2011 – 2026
Apache Kafka Versions
Every release of Apache Kafka — from the 0.7 incubating release open-sourced out of LinkedIn, through the platform-defining APIs (replication, Connect, Streams, exactly-once) to the current line. Kafka 4.3 (May 2026) is the current release; Kafka has been KRaft-only since 4.0 (March 2025), when Apache ZooKeeper was removed entirely. With ship dates and headline changes per version, the multi-year KRaft transition this page exists to make legible, and the Apache-2.0-vs-Confluent-Community-License story.
The LinkedIn origin and the log as a first-class abstraction
Kafka was built at LinkedIn around 2010 by Jay Kreps, Neha Narkhede, and Jun Rao, to solve a problem the company had outgrown: moving huge streams of activity data (page views, metrics, logs) between systems without a tangle of point-to-point pipelines. The name is a nod to the writer Franz Kafka — Kreps liked the idea of a system "optimized for writing." It was open-sourced in 2011, entered the Apache Incubator that year, and graduated to a top-level Apache project in October 2012.
The idea that made Kafka more than a message queue was treating the append-only commit log as the core abstraction — an ordered, replayable, durable sequence of records that many consumers can read independently at their own position. Kreps laid this out in the widely read 2013 essay "The Log." That single design choice is why Kafka became infrastructure for event streaming, event sourcing, and stream processing rather than just A-to-B messaging — and why every feature that followed (Connect, Streams, exactly-once, tiered storage) is a layer on top of the log.

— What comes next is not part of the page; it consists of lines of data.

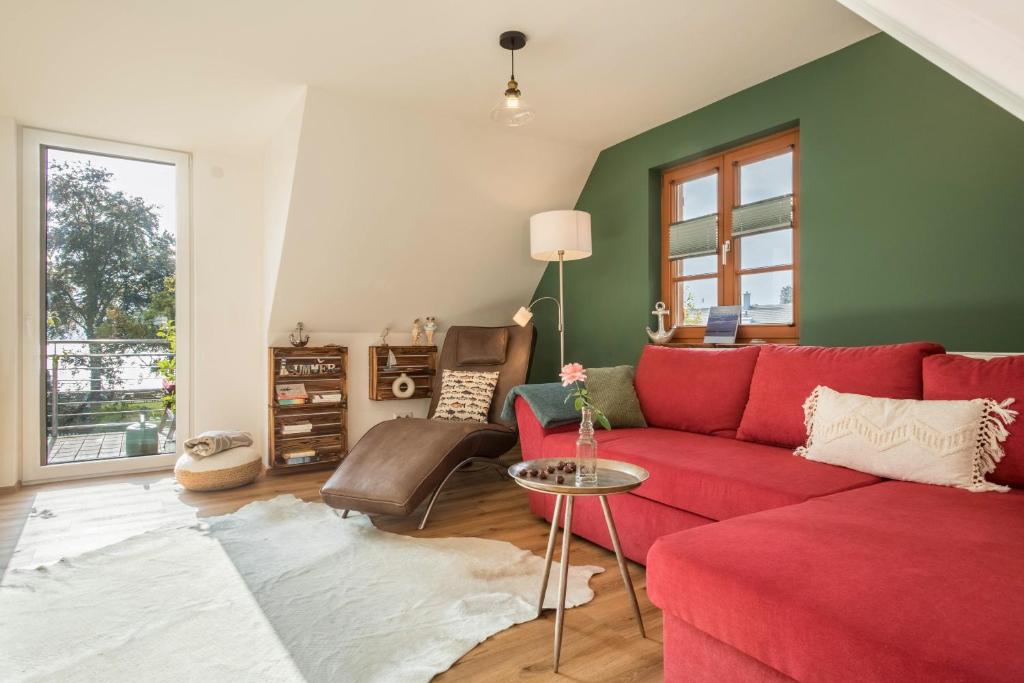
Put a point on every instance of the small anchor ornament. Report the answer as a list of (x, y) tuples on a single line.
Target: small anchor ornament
[(663, 336), (297, 338)]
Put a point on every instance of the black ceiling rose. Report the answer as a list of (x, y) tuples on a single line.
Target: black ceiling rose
[(512, 40)]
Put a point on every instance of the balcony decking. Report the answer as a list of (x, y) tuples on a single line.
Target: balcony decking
[(109, 445)]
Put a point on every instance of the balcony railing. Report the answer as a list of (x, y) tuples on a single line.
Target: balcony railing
[(97, 388)]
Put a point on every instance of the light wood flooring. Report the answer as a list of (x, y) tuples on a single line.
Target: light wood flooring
[(42, 523)]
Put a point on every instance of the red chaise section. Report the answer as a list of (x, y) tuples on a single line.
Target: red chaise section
[(895, 582)]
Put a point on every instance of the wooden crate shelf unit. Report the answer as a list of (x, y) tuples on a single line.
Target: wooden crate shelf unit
[(308, 408), (419, 363)]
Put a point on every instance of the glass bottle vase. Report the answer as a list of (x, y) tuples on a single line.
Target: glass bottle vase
[(587, 451)]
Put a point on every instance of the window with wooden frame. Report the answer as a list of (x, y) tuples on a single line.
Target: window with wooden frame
[(730, 228)]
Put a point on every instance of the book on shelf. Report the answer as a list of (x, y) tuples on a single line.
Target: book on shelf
[(297, 428), (292, 394), (292, 456), (289, 391)]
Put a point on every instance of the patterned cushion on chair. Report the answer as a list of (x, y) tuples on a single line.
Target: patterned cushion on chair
[(465, 395)]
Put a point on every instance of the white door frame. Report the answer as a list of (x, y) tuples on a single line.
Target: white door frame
[(33, 335)]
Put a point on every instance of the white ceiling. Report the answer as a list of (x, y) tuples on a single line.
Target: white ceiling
[(981, 42), (202, 74)]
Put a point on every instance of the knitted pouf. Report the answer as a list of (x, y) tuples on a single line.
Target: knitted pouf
[(235, 467)]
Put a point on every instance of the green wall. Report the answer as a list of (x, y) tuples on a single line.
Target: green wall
[(912, 211)]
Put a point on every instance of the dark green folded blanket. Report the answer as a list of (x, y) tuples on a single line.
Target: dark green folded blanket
[(547, 401), (610, 388)]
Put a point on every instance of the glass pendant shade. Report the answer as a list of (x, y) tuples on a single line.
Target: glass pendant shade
[(512, 112)]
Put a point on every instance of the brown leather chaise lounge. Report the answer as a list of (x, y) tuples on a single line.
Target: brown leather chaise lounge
[(398, 463)]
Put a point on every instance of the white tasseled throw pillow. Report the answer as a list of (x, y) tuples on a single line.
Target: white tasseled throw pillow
[(465, 395), (947, 442)]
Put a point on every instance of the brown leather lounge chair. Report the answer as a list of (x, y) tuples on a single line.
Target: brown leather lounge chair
[(398, 463)]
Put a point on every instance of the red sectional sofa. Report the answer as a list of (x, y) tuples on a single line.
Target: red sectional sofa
[(771, 567)]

The API build-out — replication, Connect, Streams, exactly-once
Kafka's most consequential features all shipped during its 0.x years, each turning it into a broader platform. Intra-cluster replication in 0.8 (2013) was the reliability watershed: partitions gained replicas and leader election, so a broker could fail without losing data. That is the release that made Kafka safe for systems of record.
Kafka Connect (0.9, 2015) added a framework for streaming data in and out of external systems with reusable connectors, so Kafka became the hub of a data pipeline rather than one hop in it. Kafka Streams (0.10, 2016) put a full stream-processing library inside Kafka — joins, aggregations, and windowing as a client library, no separate cluster to run.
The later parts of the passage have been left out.